Величественное безмолвие царствовало во всей этой природе, безмолвие, нарушаемое по временам звуком колокола какой-нибудь отдаленной церкви.
Путешественники, для большего удобства, оставили лошадей на ферме «Высокий Солдат». Они шли лесом по извилистой тропинке, которая огибала Саарбург, где они не хотели останавливаться и который проехали к девяти часам утра.
В одиннадцать часов они остановились позавтракать, а более для того, чтоб собрать сведения в Гильбисгейме, за два лье от Саарбурга.
Большое беспокойство царствовало в деревне. Жители переезжали.
Оборотень отправился за сведениями и не добился положительного ответа.
Пруссаков еще не видали, но ходили слухи, что они показались уже в деревнях близлежащих, взяли с жителей выкуп и наделали страшные опустошения.
Однако никто не мог назвать, в каких именно деревнях происходили эти происшествия.
Путешественники посоветовались между собою и решились подвигаться вперед, несмотря на мнение Оборотня, уверявшего, напротив, что лучше отступить к Саарбургу и ждать событий.

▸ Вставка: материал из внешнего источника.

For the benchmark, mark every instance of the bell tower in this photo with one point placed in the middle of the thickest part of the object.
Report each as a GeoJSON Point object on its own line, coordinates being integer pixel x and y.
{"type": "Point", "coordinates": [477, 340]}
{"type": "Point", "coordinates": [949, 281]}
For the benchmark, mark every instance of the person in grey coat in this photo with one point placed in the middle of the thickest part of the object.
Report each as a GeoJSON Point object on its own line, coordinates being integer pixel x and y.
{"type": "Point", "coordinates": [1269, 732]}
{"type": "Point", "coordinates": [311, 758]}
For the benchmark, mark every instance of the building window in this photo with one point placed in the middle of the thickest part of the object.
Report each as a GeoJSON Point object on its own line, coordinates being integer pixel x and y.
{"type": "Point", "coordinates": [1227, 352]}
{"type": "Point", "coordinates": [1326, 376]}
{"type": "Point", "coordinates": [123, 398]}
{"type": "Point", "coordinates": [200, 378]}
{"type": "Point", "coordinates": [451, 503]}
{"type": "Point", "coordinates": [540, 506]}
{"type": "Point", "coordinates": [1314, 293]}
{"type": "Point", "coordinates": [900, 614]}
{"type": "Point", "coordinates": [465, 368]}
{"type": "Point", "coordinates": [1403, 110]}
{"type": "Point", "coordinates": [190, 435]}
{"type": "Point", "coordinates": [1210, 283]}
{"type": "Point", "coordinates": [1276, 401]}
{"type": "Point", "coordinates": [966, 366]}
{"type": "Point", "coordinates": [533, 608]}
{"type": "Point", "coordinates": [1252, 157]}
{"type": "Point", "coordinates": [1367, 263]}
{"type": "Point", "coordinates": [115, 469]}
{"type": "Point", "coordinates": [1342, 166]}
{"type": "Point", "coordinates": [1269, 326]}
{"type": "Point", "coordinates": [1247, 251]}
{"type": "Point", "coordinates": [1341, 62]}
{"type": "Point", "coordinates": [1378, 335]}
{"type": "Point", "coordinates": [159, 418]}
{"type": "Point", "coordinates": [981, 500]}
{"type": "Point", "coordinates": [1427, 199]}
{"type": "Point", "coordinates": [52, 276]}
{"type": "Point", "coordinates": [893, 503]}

Но дамы спешили в Мец. Они уверяли, довольно основательно, что чем более ждать, тем опасность сделается больше; что лучше подвергнуться какому-нибудь риску, который, может быть, в действительности и не существует, чем терять драгоценное время и дать возможность немецким войскам окончательно прервать все сообщения.
Поехали в час пополудни. Мишель все более тревожился. У него невольно сжималось сердце. Словом, у него было одно из тех инстинктивных предчувствий, которые овладевают людьми самыми твердыми при приближении неизбежной опасности.
Три путешественника удвоили осторожность. Они ехали по лесу, насколько было возможно, и с чрезвычайными предосторожностями.
К трем часам пополудни выехали они на большую дорогу и приметили перед собою белые дома и высокую колокольню деревни на склоне пригорка, полузакрытую деревьями.
— Какая это деревня перед нами? — спросил Мишель. — Она кажется довольно важною.
— Это Дидендорф, — ответил Оборотень. — Кажется, мы хорошо сделаем, если остановимся здесь и не поедем дальше, прежде чем узнаем о положении края.
— Я сам то же думаю, — ответил Мишель, — тем более, что дорога, по которой мы едем, прямо приведет нас обратно в Эльзас, который должен быть совершенно занят прусскими войсками.
— Дидендорф на границе Эльзаса, — ответил Оборотень. — Я думаю, что нам не следует входить туда, не наведя справок. Если вы согласны, я пойду вперед и немножко разузнаю.
— Вы правы. Тем более, что мы только на расстоянии ружейного выстрела от деревни, — ответил Мишель.